培ってきた判断と、何よりも信頼する相棒の魂を。
―――干将莫耶。
夫を思う妻の命を糧として、稀代の鍛冶師干将が鍛えたと言われる刀剣。
誰かを思う、何よりも尊い想いを糧に鍛たれた魂の剣。

その道のりが、その魂が。
ただの鉛弾などに負けてたまるものか―――!



『この道が、共に駆け抜けた夢が間違いではなかったと。
その未来を、私に見せてくれ――――――干将莫耶』


―――O


暴虐的なキネティックエナジーが干将を粉砕していく。
弾丸はアーチャーの手に達し、指を破壊し、魔腕の表層近くを削っていく。

―――拙い。

腕の中心から逸れているため、運動力の減衰が緩い。
初速を失ったとはいえ弾の威力は未だ健在。
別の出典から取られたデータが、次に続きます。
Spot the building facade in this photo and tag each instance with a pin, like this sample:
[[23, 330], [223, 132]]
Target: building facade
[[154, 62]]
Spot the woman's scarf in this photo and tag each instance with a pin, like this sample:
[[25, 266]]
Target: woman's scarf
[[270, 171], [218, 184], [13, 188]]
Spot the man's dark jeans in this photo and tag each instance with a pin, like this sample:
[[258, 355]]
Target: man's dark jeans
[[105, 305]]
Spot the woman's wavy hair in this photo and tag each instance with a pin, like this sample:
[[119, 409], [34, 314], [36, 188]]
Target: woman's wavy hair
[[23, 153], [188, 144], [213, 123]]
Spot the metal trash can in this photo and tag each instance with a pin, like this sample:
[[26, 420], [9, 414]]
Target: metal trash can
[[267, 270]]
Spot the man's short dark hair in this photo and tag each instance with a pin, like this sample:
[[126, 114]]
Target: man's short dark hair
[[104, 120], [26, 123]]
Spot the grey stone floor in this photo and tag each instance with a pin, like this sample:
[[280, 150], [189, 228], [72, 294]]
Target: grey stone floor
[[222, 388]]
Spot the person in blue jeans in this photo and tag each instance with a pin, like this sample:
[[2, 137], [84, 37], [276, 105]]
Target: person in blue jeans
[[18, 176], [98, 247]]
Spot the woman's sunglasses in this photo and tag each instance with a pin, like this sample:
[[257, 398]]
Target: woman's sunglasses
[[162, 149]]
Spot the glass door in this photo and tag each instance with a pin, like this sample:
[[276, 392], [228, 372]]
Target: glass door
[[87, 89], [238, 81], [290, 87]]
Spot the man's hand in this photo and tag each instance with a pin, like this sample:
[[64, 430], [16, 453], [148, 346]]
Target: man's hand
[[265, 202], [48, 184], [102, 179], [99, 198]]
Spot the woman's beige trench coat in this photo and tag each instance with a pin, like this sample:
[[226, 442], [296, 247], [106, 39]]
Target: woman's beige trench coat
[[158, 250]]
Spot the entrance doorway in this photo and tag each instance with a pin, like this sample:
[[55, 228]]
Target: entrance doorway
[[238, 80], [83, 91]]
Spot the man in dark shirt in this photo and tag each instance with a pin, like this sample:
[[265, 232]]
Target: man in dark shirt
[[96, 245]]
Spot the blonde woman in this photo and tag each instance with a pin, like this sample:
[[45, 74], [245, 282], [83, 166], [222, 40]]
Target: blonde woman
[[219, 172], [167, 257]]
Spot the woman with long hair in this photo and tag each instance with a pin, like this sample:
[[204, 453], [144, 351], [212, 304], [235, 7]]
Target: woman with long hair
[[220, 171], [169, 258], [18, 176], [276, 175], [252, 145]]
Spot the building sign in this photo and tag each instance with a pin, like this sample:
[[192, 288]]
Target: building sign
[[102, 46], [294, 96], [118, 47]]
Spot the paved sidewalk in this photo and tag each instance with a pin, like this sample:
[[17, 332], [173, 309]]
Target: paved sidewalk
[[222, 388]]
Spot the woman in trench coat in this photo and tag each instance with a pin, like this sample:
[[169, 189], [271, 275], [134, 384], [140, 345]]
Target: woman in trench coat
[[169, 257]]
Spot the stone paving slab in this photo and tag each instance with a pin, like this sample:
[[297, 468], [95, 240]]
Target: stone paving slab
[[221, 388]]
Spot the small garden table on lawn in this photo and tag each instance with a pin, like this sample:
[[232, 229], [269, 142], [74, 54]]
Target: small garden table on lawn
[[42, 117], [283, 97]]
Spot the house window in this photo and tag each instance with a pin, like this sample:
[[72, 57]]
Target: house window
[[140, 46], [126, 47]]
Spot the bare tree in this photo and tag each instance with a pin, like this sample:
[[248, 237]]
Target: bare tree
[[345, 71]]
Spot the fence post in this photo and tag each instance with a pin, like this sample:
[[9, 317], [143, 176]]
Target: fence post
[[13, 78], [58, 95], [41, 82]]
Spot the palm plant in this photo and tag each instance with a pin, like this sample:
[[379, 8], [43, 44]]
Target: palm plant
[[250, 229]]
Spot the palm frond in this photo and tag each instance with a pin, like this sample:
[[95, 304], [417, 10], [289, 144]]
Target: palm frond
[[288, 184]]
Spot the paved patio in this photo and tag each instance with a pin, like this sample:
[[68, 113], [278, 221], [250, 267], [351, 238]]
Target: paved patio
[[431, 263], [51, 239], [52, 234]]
逸れなければ―――即死だ。
弾丸は肘を過ぎ、二の腕を過ぎ、キネティックエナジーを徐々に消耗しながら
胴体へと近づいてくる。


『―――――――――』


そして――――――。



ォォォォンッ!!!!

轟く爆音。
凍り付いていた世界が色を取り戻す。

「―――――――――っあ!」

足は、なお前へ。
心臓は――――――動いている。
左腕を蹂躙し、肩を吹き飛ばした弾丸の形成する瞬間空洞は、
心臓の数センチ横を通過していた。


『――――――干将――――――!』


今は失われた夫婦剣、その片割れ。
黒く輝く宝剣干将は、必殺の一矢に―――打ち勝ったのだ。



家政夫と一緒編第二部その46。
苦しい旅の中を共に歩んできた最高の戦友。
信じる相棒と共に潜り抜けてきたいくつもの地獄が
彼らの見てきた理想の果て。
だが。
いま目の前に広がる未知の明日には、守れる未来があると信じている。
ならば、共に往こう、戦友。
その先に在る美しい何かを、見る為に。